Sono quasi quattrocento pagine densissime, suddivise in capitoli che potrete leggere in autonomia. Il filo rosso resta per Desiderio quella religione della libertà di cui è maestro il filosofo napoletano. Davvero molto interessante la sezione dedicata a Croce e Mussolini e sulla «demagogia mussoliniana su cui garantiva Giovanni Gentile assicurando che le violenze sarebbero terminate e si sarebbe presto arrivati alla vita ordinata e civile». E a chi gli chiedeva perché Mussolini lo tollerasse, Croce rispondeva: «si sono rassegnati. Io sto a Napoli a un dipresso come il Vesuvio sul golfo. Si può impedire al Vesuvio di fare, quando gli piace, le sue eruzioni?». E in un altra occasione, quando Croce più incuriosito che preoccupato per la sua vita, chiese se stavano pensando di ucciderlo, sospirò: «farebbero un cattivissimo affare perché io ho scritto quaranta volumi che bagnati da un po' di sangue diventerebbero armi terribili contro di loro». C'è ovviamente molto di più rispetto a questa che può apparire aneddotica. C'è il Manifesto degli intellettuali antifascisti, pubblicato il primo maggio del 1925 in contemporanea su Il Mondo di Amendola e su Il Popolo di don Sturzo. Stiamo parlando di un solo capitolo di un libro decisamente ricco e ben scritto.
Non possiamo concludere questa breve nota senza ricordare quelle meravigliose pagine di Croce contro l'istituzione dell'Unesco, che giustamente Desiderio ricorda nella sua introduzione. La madre o il nipote, se preferite, di quel multilateralismo, fatto di presunzioni ipocrite e illiberali. «L'Unesco aveva della cultura un'idea semplicemente sbagliata perché sciolta dalla sua sorella di sangue e spirito, la libertà».
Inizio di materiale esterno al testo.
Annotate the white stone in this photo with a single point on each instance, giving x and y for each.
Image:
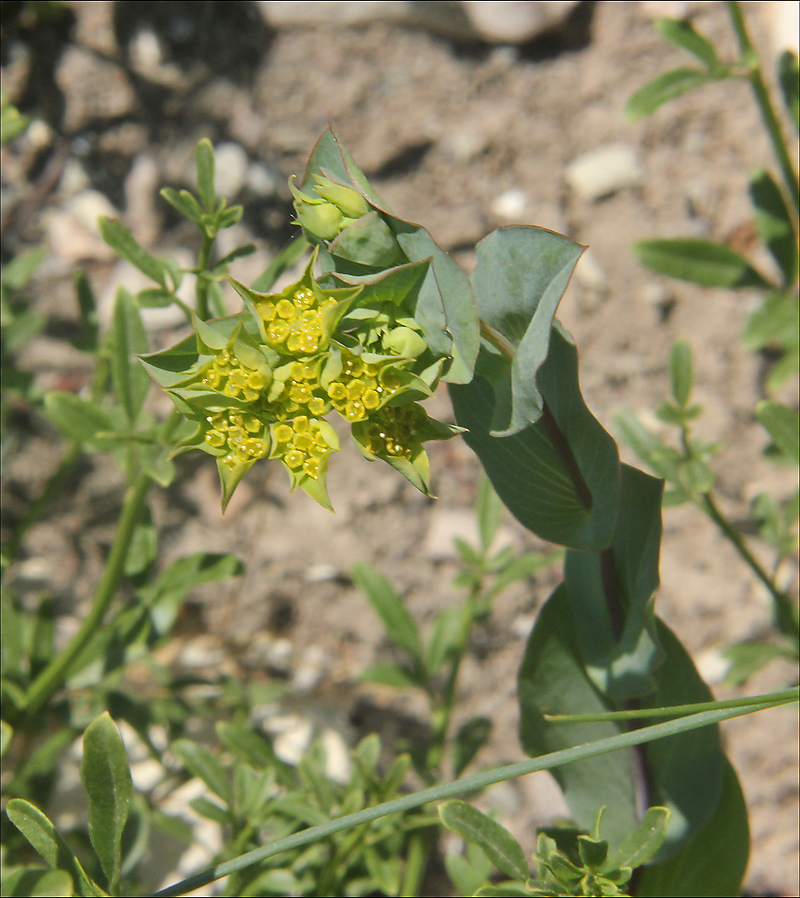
(515, 21)
(604, 171)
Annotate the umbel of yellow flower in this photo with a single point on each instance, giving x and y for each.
(261, 385)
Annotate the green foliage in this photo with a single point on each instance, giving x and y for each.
(378, 318)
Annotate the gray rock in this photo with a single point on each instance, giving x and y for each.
(93, 88)
(603, 171)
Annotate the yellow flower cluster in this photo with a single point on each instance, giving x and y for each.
(361, 388)
(295, 325)
(234, 379)
(242, 434)
(394, 431)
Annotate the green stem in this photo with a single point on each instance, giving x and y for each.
(462, 786)
(52, 677)
(201, 288)
(786, 615)
(443, 713)
(755, 75)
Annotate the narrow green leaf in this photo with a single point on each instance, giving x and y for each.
(699, 261)
(783, 425)
(204, 160)
(500, 846)
(37, 882)
(789, 77)
(680, 369)
(6, 732)
(662, 89)
(774, 224)
(120, 239)
(725, 838)
(489, 510)
(444, 637)
(21, 268)
(775, 322)
(201, 763)
(50, 844)
(76, 418)
(691, 792)
(184, 203)
(534, 480)
(643, 843)
(128, 341)
(400, 626)
(683, 35)
(87, 306)
(389, 675)
(107, 779)
(470, 739)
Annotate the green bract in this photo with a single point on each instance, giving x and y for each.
(263, 383)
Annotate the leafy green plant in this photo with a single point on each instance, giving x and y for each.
(380, 316)
(774, 325)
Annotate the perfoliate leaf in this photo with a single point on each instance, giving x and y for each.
(662, 89)
(699, 261)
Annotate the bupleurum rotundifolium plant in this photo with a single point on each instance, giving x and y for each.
(352, 341)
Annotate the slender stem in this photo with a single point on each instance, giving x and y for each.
(444, 712)
(462, 786)
(201, 288)
(755, 75)
(783, 697)
(786, 614)
(52, 677)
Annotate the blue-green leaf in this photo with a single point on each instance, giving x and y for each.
(725, 838)
(537, 483)
(553, 680)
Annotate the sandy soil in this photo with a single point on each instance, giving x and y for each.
(445, 131)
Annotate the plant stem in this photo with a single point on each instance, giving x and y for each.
(463, 786)
(52, 677)
(752, 63)
(786, 615)
(201, 288)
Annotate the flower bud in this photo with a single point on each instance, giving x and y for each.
(405, 342)
(349, 201)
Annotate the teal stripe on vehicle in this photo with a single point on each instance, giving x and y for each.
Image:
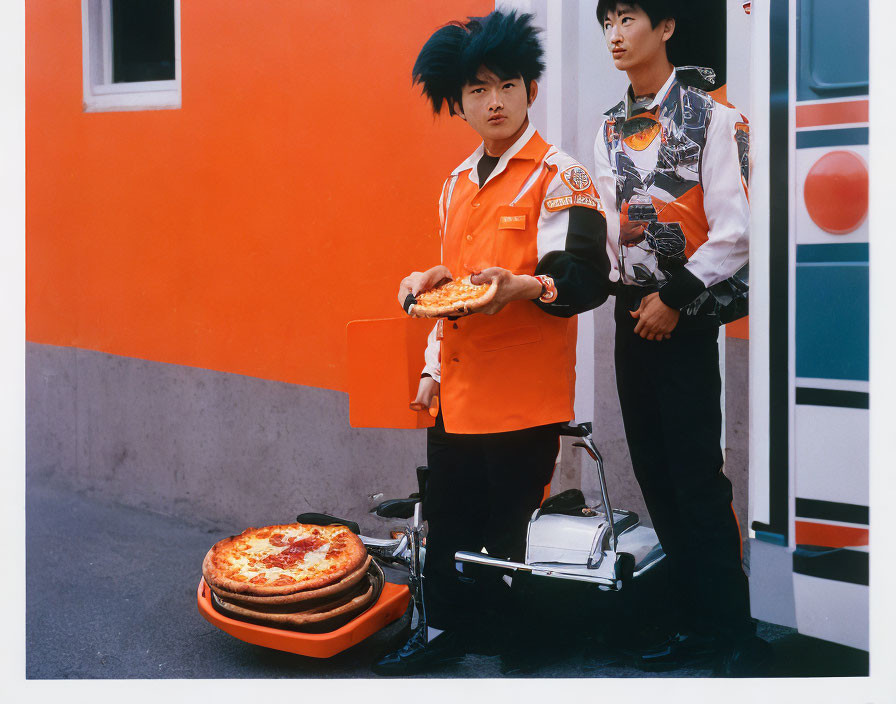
(839, 252)
(832, 321)
(846, 137)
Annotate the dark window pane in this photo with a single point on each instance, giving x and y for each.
(142, 40)
(833, 58)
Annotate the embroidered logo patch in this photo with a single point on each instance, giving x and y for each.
(587, 201)
(512, 222)
(555, 204)
(552, 205)
(576, 178)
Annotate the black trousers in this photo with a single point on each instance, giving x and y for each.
(481, 491)
(669, 392)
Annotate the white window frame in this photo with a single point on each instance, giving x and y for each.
(100, 93)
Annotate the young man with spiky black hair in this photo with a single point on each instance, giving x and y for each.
(671, 167)
(522, 214)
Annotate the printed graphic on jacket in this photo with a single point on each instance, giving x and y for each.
(656, 156)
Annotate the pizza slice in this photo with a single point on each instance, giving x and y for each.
(453, 298)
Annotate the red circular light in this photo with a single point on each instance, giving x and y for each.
(836, 192)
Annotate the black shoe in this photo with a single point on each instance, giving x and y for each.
(752, 657)
(418, 655)
(681, 650)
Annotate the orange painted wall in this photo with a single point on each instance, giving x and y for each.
(231, 233)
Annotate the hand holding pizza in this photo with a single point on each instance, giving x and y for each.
(508, 287)
(419, 281)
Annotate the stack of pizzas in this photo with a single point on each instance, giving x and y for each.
(296, 576)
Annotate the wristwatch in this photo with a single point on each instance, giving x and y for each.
(548, 290)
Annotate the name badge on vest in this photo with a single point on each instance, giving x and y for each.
(512, 222)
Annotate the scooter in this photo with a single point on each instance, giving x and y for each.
(571, 549)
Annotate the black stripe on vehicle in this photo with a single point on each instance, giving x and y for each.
(839, 564)
(779, 254)
(831, 397)
(832, 511)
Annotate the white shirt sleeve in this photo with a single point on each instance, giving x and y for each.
(724, 202)
(605, 183)
(431, 357)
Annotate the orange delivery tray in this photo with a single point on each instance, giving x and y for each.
(390, 606)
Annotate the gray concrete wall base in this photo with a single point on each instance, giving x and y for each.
(223, 449)
(771, 583)
(207, 446)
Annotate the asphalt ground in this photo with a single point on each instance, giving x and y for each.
(111, 594)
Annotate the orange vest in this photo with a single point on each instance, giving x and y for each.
(515, 369)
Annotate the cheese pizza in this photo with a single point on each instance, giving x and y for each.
(457, 297)
(283, 559)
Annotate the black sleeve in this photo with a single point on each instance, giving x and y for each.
(581, 270)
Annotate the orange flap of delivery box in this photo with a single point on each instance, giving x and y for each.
(385, 358)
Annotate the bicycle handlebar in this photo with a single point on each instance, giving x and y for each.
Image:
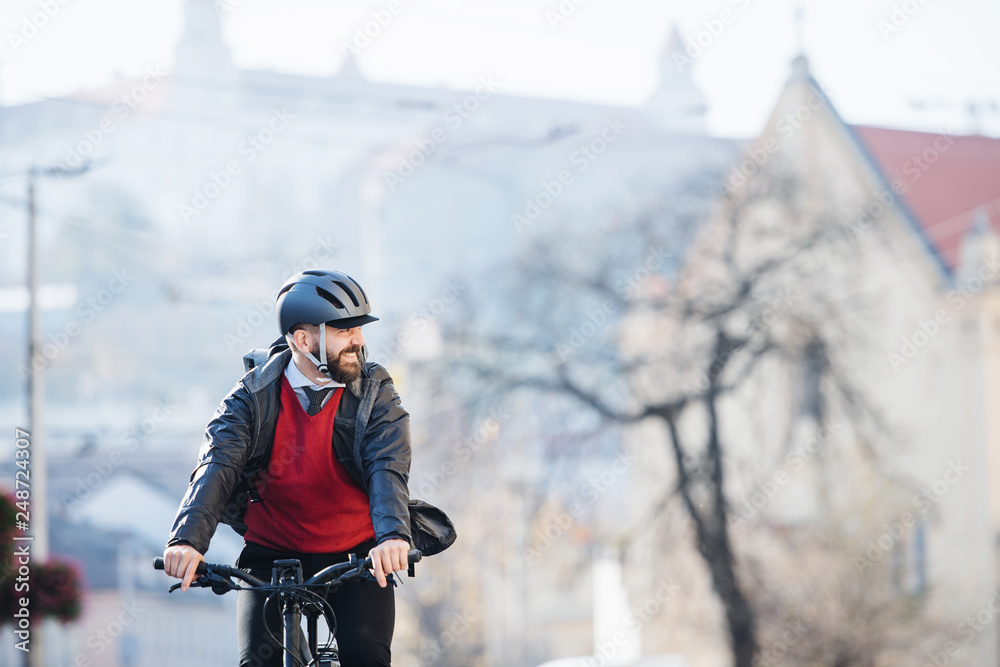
(321, 577)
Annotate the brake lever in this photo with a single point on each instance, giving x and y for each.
(219, 584)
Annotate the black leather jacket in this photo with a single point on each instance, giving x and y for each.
(371, 439)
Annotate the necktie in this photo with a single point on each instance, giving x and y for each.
(316, 397)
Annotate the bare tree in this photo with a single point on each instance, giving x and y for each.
(758, 298)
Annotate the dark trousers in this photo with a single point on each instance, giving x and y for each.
(365, 612)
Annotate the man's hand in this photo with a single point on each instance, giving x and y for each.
(390, 556)
(181, 560)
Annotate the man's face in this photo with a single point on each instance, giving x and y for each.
(343, 349)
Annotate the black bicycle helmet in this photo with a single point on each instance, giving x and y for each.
(322, 297)
(317, 296)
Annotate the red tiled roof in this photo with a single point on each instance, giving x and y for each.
(946, 179)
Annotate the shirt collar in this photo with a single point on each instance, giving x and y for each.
(297, 379)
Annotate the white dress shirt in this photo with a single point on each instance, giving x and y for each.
(299, 381)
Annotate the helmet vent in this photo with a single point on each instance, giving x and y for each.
(349, 291)
(331, 298)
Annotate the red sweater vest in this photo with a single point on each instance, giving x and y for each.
(310, 503)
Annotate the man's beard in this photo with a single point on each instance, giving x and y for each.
(342, 371)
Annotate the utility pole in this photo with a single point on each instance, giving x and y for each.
(36, 400)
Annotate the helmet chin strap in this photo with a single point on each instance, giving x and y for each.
(320, 363)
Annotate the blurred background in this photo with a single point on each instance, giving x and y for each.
(694, 307)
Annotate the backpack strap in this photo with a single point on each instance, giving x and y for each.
(254, 358)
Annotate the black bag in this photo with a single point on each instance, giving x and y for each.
(431, 529)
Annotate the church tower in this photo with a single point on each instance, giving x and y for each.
(677, 104)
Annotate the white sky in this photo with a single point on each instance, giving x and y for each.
(946, 54)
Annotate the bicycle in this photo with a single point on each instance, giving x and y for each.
(298, 598)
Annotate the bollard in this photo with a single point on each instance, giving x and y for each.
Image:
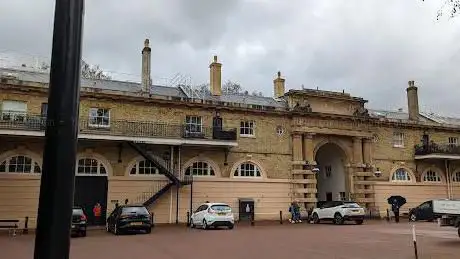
(26, 226)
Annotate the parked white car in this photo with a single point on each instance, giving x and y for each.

L'istituzione che lo aveva corteggiato in tutti i modi lo vedeva fortemente critico, e pur non essendo i suoi metodi coercitivi, Croce sosteneva che si sottovaluta «il tormento della noia che s'infligge agli ascoltatori di propositi sterili, di discorsi inconcludenti», senza contare che l'organizzazione negli anni, come ben previsto dal filosofo napoletano, ha alimentato «l'idea sbagliata che la cultura possa essere adottata con voti, veti, maggioranze e che nasca da un istituto mentre, all'inverso, sono le istituzioni a nascere dalla cultura». Un Croce quasi austriaco, hayekiano, in fondo.